10. Work/life co-living
The sharing economy is birthing interesting new business models, including this one by WeLive, which is launching work and living spaces for entrepreneurs who want to live where they work to economise time. Coworking company, WeWork, has launched WeLive, which plans to offer energy efficient coliving spaces in buildings above coworking and complimentary retail spaces, in New York and Washington DC at first, reports Fast Company.
11. HR: business solutions practioners
Kwezi Madondo, HR manager at SAP Africa, writing on Memeburn, says HR needs to be part of business solutions, helping a business succeed, not there to check up on employees. “HR can be enabled to be the change maker, a means to shift company culture and advance the business. There is a myth that decentralised HR means the destruction of HR. This is simply not true. Companies need HR, but what they do not need are the paper-pushing cultures of the past.”
12. Top candidates have choice
“We are moving to a time where organisations won’t choose candidates – the top candidates will choose organisations. With an overload of information available to possible new hires, they will compare organisations to each other to find one that best meets their needs,” says Tanya Eksteen.
13. Outsourcing functionality
The outsourcing of functional roles will increase rapidly as organisations look to cut overheads. “Our view is that people with specific skills will be called upon to effect various tasks and will be employed remotely. As a result a potential for stripping away corporate fixed overheads becomes an attractive option for employers. This comes with the challenge in the way business approaches its controls and measurement mechanisms to ensure they are getting a fair days work from remote employees,” reports Allan Pike, MD of Key Recruitment Group.
14. Nomadic workforce
The global recession has fuelled the rise of the nomadic workforce, created when companies started cutting overheads in 2008. It is now led by millennials who prize flexibility and the management of their own career over a nine to five job. It is enabled by technology, faster bandwidth and the wifi-coffee culture, as well as the disruption to many service industries and the flexibility of companies that employ knowledge and tech workers.
15. Open plan disruption
The open office trend shows no sign of reversing, with the latest trend being the removal of partitions between desks, putting people at long tables, and shoving teams together, no matter the discipline – in the hope that communications and creativity improve and different skills are brought to bear on problem solving. What has been noted, is that productivity suffers and distractions to work are heightened in open plan offices, so a move to creating more private pause areas and flexibility in allowing employees to work at home when they need to, is growing in response, as this Washington Post article highlights.

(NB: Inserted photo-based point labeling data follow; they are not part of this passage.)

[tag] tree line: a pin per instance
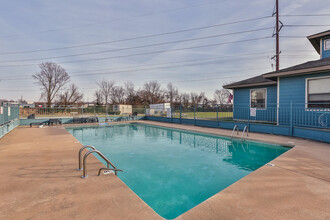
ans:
(55, 88)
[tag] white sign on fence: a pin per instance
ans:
(253, 112)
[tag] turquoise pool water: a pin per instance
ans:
(175, 170)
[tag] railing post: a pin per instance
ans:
(291, 119)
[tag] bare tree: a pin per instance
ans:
(130, 93)
(196, 98)
(171, 93)
(106, 90)
(98, 97)
(51, 78)
(221, 96)
(70, 96)
(118, 95)
(184, 99)
(152, 92)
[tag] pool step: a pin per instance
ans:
(93, 150)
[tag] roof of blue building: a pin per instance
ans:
(254, 81)
(315, 66)
(270, 78)
(304, 68)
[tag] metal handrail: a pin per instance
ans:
(79, 154)
(246, 128)
(232, 133)
(104, 158)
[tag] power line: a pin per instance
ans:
(133, 69)
(305, 15)
(159, 64)
(112, 20)
(153, 52)
(190, 80)
(306, 25)
(137, 47)
(136, 38)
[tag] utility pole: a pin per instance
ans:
(277, 38)
(276, 33)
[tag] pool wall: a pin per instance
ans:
(8, 127)
(308, 133)
(67, 120)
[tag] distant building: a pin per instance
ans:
(27, 105)
(124, 109)
(159, 109)
(269, 96)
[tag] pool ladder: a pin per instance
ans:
(235, 128)
(93, 150)
(246, 129)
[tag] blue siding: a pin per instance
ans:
(293, 89)
(242, 104)
(325, 53)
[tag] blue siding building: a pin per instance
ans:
(298, 95)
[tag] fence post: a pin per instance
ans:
(291, 119)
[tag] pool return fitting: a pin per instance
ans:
(246, 129)
(93, 150)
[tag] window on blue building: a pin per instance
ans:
(318, 92)
(327, 44)
(258, 98)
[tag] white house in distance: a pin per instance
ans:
(124, 109)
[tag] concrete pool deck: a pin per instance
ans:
(39, 181)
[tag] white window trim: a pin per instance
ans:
(306, 94)
(324, 40)
(265, 99)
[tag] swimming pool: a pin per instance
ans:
(175, 170)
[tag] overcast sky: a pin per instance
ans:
(46, 24)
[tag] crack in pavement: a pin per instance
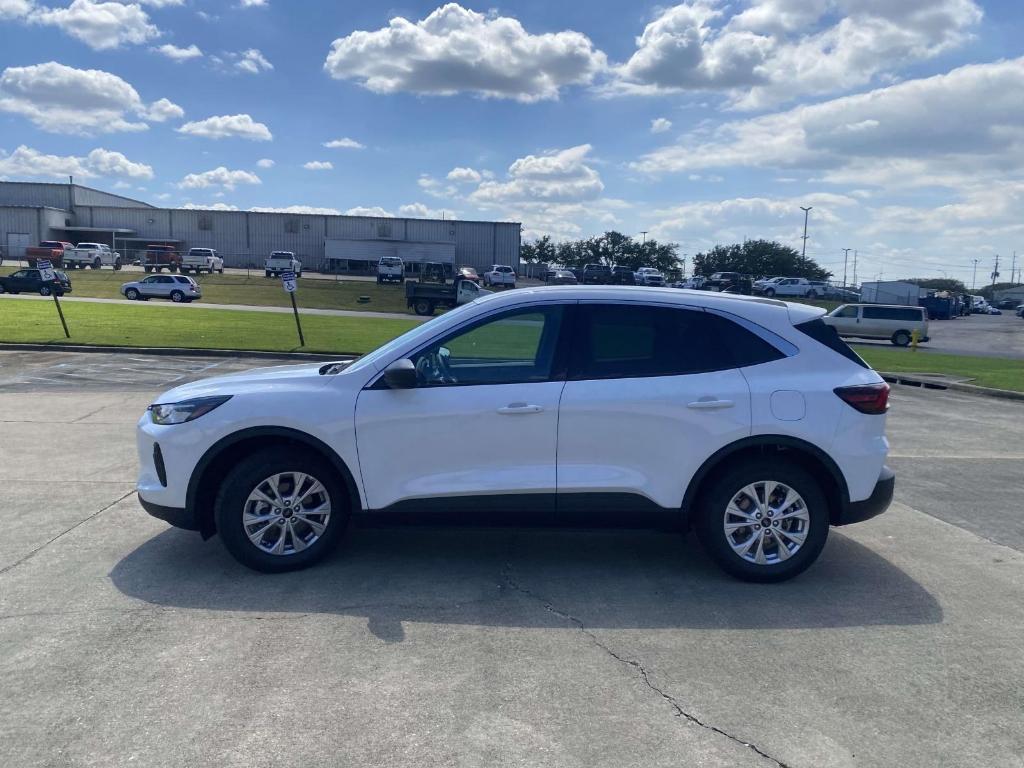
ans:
(43, 546)
(633, 664)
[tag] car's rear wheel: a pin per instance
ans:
(282, 510)
(764, 521)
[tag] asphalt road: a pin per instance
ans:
(128, 642)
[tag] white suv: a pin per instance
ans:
(747, 419)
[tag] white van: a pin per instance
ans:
(891, 322)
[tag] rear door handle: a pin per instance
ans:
(710, 404)
(520, 408)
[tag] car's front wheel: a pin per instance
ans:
(282, 510)
(764, 521)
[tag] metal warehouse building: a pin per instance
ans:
(31, 212)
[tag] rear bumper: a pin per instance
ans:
(176, 516)
(875, 505)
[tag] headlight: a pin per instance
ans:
(179, 413)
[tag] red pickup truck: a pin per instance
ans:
(48, 249)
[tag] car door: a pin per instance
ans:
(651, 392)
(479, 429)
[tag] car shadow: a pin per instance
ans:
(528, 578)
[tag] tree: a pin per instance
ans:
(760, 258)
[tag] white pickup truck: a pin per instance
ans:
(283, 261)
(92, 255)
(202, 259)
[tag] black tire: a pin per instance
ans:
(243, 479)
(710, 519)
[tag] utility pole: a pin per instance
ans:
(806, 213)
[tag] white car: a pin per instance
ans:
(747, 420)
(648, 275)
(283, 261)
(202, 259)
(500, 274)
(174, 287)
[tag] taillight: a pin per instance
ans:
(867, 398)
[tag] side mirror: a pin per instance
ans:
(400, 375)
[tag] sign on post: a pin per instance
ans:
(48, 274)
(288, 281)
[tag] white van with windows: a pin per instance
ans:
(893, 322)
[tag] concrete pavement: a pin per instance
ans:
(128, 642)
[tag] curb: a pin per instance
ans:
(930, 383)
(175, 351)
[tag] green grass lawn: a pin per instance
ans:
(258, 291)
(986, 372)
(147, 326)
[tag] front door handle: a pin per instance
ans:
(520, 408)
(710, 404)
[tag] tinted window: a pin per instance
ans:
(515, 347)
(625, 341)
(910, 314)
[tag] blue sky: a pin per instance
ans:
(900, 122)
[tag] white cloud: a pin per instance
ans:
(464, 176)
(100, 26)
(164, 110)
(300, 209)
(179, 54)
(252, 61)
(108, 163)
(776, 50)
(26, 161)
(903, 135)
(456, 50)
(660, 125)
(560, 176)
(62, 99)
(344, 143)
(374, 211)
(228, 126)
(219, 176)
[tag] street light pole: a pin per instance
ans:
(806, 213)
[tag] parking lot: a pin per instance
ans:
(129, 642)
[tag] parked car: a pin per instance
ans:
(177, 288)
(282, 261)
(795, 287)
(390, 269)
(751, 422)
(92, 255)
(468, 272)
(596, 274)
(159, 257)
(500, 274)
(562, 278)
(50, 250)
(648, 275)
(623, 275)
(199, 260)
(895, 323)
(30, 281)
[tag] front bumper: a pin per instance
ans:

Fast Company even predicted in 2015 that the open office trend was on its way out because it was making people miserable.
16. Work-life balance
Companies are realising that happy productive employees are employees that are happy at home, whether it is through spending time with their families, or hobbies and friends. From Swedish companies trialling a six-hour focused work day so people can spend more time with their families; to a US company forcing employees to take vacation time; to sleep pods and cocoons at work to make employees more productive so they don’t have to face a commute; swings at a boardroom table and ‘nap desks’ that convert into a bed underneath… designers and some organisations are trying to make employees happier, as these more wacky trends highlighted by Fast Company magazine last year, showed.